Study Title:

Curcumin Protects Liver and Gallbladder

Study Abstract

Background and aim Chronic cholangiopathies have limited therapeutic options and represent an important indication for liver transplantation. Curcumin, the yellow pigment of the spice turmeric, has pleiotropic actions and attenuates hepatic damage in animal models of chemically-induced liver injury. Whether curcumin has beneficial effects in cholangiopathies is unknown.

Methods Potential anticholestatic, anti-inflammatory and antifibrotic mechanisms of curcumin were explored in vivo in Mdr2−/− mice as a murine model of chronic cholangiopathy; as well as in vitro in a cholangiocyte cell line (HuCCT1) and portal myofibroblasts (MFBs) isolated from Mdr2−/− mice.

Results Liver damage, cholestasis and fibrosis were reduced in Mdr2−/− mice after curcumin feeding. Moreover, curcumin inhibited cholangiocyte proliferation and expression of activation marker vascular cell adhesion molecule-1 in Mdr2−/− mice. Curcumin—similar to PPARγ synthetic agonist troglitazone—directly inhibited TNF-α-induced inflammatory activation of cholangiocytes in vitro, whereas these beneficial effects of curcumin were largely blocked by a PPARγ synthetic antagonist. In addition, curcumin blocked proliferation and activation of portal MFBs by inhibiting ERK1/2 phosphorylation, thus contributing to reduced fibrogenesis.

Conclusions These results show that curcumin may have multiple targets in liver including activation of PPARγ in cholangiocytes and inhibition of ERK1/2 signalling in MFBs, thereby modulating several central cellular events in a mouse model of cholangiopathy. Targeting these pathways may be a promising therapeutic approach to cholangiopathies.

From press release:

Curcumin, one of the principal components of the Indian spice turmeric, seems to delay the liver damage that eventually causes cirrhosis, suggests preliminary experimental research in the journal Gut.

Curcumin, which gives turmeric its bright yellow pigment, has long been used in Indian Ayurvedic medicine to treat a wide range of gastrointestinal disorders.

Previous research has indicated that it has anti-inflammatory and antioxidant properties which may be helpful in combating disease.

The research team wanted to find out if curcumin could delay the damage caused by progressive inflammatory conditions of the liver, including primary sclerosing cholangitis and primary biliary cirrhosis.

Both of these conditions, which can be sparked by genetic faults or autoimmune disease, cause the liver's plumbing system of bile ducts to become inflamed, scarred, and blocked.

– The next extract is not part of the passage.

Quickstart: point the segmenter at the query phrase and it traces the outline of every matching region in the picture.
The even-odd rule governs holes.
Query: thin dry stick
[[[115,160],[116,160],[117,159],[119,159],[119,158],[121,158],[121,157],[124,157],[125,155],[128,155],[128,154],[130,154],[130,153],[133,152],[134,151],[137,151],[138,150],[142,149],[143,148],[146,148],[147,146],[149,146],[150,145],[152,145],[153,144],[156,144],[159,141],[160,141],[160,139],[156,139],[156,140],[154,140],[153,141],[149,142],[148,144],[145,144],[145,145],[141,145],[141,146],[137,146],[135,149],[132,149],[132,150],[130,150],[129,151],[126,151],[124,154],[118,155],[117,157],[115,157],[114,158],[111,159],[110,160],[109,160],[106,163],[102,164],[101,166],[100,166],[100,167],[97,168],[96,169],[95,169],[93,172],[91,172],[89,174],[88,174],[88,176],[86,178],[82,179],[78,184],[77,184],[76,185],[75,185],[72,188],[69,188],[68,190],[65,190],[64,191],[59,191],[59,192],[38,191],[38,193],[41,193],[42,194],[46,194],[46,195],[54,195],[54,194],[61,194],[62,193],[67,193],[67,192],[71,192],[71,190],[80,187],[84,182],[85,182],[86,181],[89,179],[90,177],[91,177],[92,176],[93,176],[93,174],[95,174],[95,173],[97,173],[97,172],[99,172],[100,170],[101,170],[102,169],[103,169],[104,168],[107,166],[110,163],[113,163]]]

This leads to extensive tissue damage and irreversible and ultimately fatal liver cirrhosis.

The research team analysed tissue and blood samples from mice with chronic liver inflammation before and after adding curcumin to their diet for a period of four and a period of eight weeks.

The results were compared with the equivalent samples from mice with the same condition, but not fed curcumin.

The findings showed that the curcumin diet significantly reduced bile duct blockage and curbed liver cell (hepatocyte) damage and scarring (fibrosis) by interfering with several chemical signalling pathways involved in the inflammatory process.

These effects were clear at both four and eight weeks. No such effects were seen in mice fed a normal diet.

The authors point out that current treatment for inflammatory liver disease involves ursodeoxycholic acid, the long term effects of which remain unclear. The other alternative is a liver transplant.

Curcumin is a natural product, they say, which seems to target several different parts of the inflammatory process, and as such, may therefore offer a very promising treatment in the future.

Study Information

1.Anna Baghdasaryan, Thierry Claudel, Astrid Kosters, Judith Gumhold, Dagmar Silbert, Andrea Thüringer, Katharina Leski, Peter Fickert, Saul J Karpen, Michael Trauner
Curcumin improves sclerosing cholangitis in Mdr2-/- mice by inhibition of cholangiocyte inflammatory response and portal myofibroblast proliferation.
Gut
2010 March
Laboratory of Experimental and Molecular Hepatology, Department of Internal Medicine, Division of Gastroenterology and Hepatology, Medical University Graz, Auenbruggerplatz 15, A-8036 Graz, Austria.